Franky’s mom, Carly (Maria Bello) leaves the house unattended for the party but things don’t go exactly as planned, and at the end of the night it’s just Franky and Ballas, like the sleepovers of their childhood. Except this one ends in a blow job. In the morning, Franky is surprised by this turn of events, but Ballas is ashamed, upset and angry. Nic destroys their friendship, and Franky’s reputation, and makes Franky’s life at school hell. The only person who doesn’t desert him is Ballas’s sister, Natasha (Taylor Hickson).

It is refreshing to see Franky’s openness to this experience.  Franky doesn’t question his identity, he just absorbs it as part of it. It doesn’t need a label or a judgement. But there is a complication: Franky’s father, Ray, (Kyle MacLachlan) has recently left the family because he’s gay. Franky’s resentment is mostly due to the abandonment and not the sexuality, but his feelings are complicated and confused and it makes dealing with this more difficult than it has to be.

Over all the film is a refreshing take on the coming of age and coming out of the closet stories of adolescence. Franky quickly approaches a turning point in realizing his sexual identity as he approaches his seventeenth birthday. His sort-of girlfriend Cil (Hailey Kittie) desperately wants the mark the occasion by losing their virginity together, but Franky isn’t in a rush to get it on with his girl. He is taking his time in coming into his own as a sexual being. Director Keith Berhman’s portrait of the confusing time of adolescence is at its most authentic when it gives Wiggins lingering pauses and moments to explore his character’s self-doubts.

Ballas is virile and muscular, a true alpha male compared to the smaller, shyer Franky.

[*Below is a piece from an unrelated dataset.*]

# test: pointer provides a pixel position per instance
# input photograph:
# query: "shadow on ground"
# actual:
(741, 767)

The camera lingers on him as director Berhman peppers the film with brief moments of curiosity as Franky looks at his friend with a view that isn’t quite longing, but not necessarily platonic. It’s one of questioning. Nic loves to boast about his sex life, like bragging about doing it six times in one night, but it also seems like a bit of an act that insecure jocks are prone to explore.

Soon the night of Franky’s birthday arrives and there are no fireworks to be had with Cil. Ballas, ever a good BFF, keeps Franky company as they ride their bikes through their small town. The boys simply enjoy the recklessness of their youth and explore that fleeting period between adolescence and adulthood, zipping through the streets, and being loud. Ballas presents Franky with his birthday gift: a flare gun, which they fire into the night and watch as the sky burns.

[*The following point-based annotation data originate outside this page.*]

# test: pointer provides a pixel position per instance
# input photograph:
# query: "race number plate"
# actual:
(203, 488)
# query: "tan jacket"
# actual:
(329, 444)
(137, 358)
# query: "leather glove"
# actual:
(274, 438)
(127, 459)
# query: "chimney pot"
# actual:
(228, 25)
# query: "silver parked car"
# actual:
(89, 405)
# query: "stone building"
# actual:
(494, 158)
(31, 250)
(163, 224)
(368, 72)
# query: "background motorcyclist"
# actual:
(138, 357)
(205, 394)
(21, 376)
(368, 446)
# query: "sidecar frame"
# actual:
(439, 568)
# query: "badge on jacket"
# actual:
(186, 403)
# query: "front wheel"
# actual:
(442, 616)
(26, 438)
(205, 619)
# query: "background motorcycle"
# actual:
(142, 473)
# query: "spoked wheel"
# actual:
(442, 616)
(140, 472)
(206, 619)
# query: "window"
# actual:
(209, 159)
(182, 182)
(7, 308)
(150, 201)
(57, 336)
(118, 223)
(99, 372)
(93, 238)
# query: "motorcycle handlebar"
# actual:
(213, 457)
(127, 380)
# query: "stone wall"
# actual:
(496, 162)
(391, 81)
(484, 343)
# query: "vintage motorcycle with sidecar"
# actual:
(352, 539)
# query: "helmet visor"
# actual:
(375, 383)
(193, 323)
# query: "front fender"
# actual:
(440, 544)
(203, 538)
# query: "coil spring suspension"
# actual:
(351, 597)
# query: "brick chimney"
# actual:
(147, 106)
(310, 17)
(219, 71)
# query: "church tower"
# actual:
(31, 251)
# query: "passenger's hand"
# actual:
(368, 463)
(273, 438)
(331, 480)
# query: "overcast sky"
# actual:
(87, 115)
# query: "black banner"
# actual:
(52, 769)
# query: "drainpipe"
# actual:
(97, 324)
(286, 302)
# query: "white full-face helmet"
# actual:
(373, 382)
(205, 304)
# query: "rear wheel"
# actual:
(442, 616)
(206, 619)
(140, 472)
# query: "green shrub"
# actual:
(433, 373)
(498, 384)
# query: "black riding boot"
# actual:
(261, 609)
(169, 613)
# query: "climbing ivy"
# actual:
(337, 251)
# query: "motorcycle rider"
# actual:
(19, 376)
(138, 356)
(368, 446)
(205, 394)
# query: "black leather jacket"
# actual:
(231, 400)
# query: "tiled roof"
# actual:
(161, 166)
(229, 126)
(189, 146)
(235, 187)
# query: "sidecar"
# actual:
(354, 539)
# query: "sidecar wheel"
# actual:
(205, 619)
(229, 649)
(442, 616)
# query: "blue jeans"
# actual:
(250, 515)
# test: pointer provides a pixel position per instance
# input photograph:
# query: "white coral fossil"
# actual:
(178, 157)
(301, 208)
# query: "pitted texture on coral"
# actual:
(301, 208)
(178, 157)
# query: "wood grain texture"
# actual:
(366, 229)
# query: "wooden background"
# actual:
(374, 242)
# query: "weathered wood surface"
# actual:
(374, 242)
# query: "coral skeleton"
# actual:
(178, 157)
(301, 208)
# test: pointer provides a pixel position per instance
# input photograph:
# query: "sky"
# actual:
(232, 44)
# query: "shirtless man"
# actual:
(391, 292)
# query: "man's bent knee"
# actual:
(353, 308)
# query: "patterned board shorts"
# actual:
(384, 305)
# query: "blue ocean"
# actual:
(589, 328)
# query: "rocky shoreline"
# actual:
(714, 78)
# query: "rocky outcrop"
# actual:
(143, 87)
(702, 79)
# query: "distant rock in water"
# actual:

Later in the evening, moans of pleasure are seen and heard in Franky’s bedroom. It’s a confusing and disorienting moment, and purposefully before Ballas erupts from the covers and flees. The boys have crossed a line and explored a new side of their friendship.

What follows from the intimate tryst is an all-too relevant tale of bullying and homophobia in a culture that preaches openness and fluidity, but practices intolerance and conservatism. Franky becomes ostracized in his high school, considered to be a deviant, terrible, and wrong. Something beautiful becomes something horrible as Franky is pushed into his sexuality rather allowed the right to discover it for himself. 

We see sexual fluidity with refreshing candor as Franky further explores the dimensions of his identity. He develops a relationship with Ballas’s younger sister Tasha and this teaches him the values of intimacy and consent. His parents wrestle with their own questions of love and self-acceptance as his mother Carly finds herself in a revolving door of dates years after Franky’s father, Ray, discovered that he was gay. Through each of the film’s relationships, Behrman injects elements that allow Franky to understand himself within a growing conversation on the inclusiveness of sexuality.